My hand was shaking by now, running to the edge of my gathered nerve, but I had to reach out one last time. “If... you d-do wanna talk about anyth-thing, I’m always listen... listening. Anyw-where on the ship. No judgement. When you’re r-ready.” My stutter kept me from making my point quickly, and I eventually had to raise my voice after him because my words didn’t stop him from leaving.

I sat back in my chair and let out a quiet sigh. So much for mending that divide. I thought I’d only managed to reignite his ire. I hoped he understood, though, that I was trying to make myself available to him, as a confidant if he needed it. But as I picked up my bowl and tilted it toward my mouth to gulp it down as quick as I could, I heard a strained voice from right around the corner of the door, “Fine. Thanks.” Then there was only the sound of a small pair of boots stomping away.

I smiled despite the horrid taste assaulting my tongue, and after a moment, gave a disgusted grunt and stood up to rinse my bowl.

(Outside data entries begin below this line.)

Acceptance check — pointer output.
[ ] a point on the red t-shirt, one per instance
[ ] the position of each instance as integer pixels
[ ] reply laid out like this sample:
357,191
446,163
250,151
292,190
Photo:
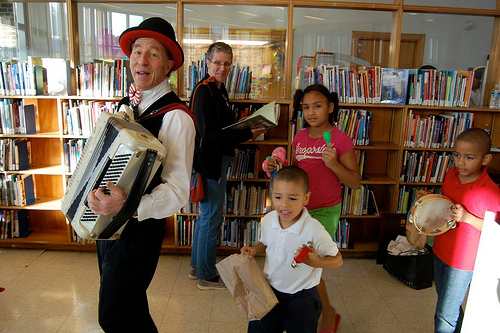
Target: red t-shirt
323,183
458,247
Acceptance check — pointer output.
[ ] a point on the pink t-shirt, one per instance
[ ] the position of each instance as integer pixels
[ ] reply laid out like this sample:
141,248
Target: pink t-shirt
458,247
323,183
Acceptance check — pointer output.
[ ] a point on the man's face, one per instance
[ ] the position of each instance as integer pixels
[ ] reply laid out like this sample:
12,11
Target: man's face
149,63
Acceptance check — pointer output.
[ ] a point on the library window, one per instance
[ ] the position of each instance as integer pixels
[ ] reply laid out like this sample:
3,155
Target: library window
476,4
25,32
451,42
100,26
338,37
257,35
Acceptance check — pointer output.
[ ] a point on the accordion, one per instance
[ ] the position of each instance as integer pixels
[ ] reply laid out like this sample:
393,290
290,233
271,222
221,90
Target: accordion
118,150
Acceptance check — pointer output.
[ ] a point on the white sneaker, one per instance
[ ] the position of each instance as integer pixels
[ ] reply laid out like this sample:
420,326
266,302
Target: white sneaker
192,274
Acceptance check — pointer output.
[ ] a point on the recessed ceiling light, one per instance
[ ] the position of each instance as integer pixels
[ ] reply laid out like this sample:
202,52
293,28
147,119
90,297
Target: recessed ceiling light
246,13
314,18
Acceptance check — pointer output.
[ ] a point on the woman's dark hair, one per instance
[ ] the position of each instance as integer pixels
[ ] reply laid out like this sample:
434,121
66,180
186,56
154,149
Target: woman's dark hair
332,97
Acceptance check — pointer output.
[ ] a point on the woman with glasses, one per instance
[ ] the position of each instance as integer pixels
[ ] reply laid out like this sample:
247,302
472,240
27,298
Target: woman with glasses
214,149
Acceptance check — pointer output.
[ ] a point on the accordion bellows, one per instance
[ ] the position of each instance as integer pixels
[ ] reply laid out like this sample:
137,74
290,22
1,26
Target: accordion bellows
118,150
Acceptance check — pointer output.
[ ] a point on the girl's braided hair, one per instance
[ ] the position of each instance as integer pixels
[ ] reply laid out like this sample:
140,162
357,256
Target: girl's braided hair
332,97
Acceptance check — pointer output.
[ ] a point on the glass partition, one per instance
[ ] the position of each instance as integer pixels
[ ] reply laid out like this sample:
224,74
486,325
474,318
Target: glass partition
33,29
451,42
257,35
101,24
476,4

As I stepped alone up the stairwell and walked into my heart, I stopped to stare at the psychic damper module, still resting at the back corner of Doc’s counter. I watched it for a few minutes, feeling no fear, but it still radiated apprehension and exhaustion. It was still too overwhelming. I had the knowledge and experience now to know I needed to get it over with. I needed to pick up that cylinder and finally integrate it back into my system. I needed to face that other aspect of myself. But every time I thought about it, I recalled not only my vague memory of Cassandra’s face, but I also dreaded my own dead-eyed reflection of ruthless, unfeeling logic.

“Meryll…?” Doc asked from behind me, and I flinched, finally breaking my eyes from the module. I shook my head in silence and walked up the catwalk without touching it. Maybe some habits were just too hard to break all at once. I’d faced enough for now.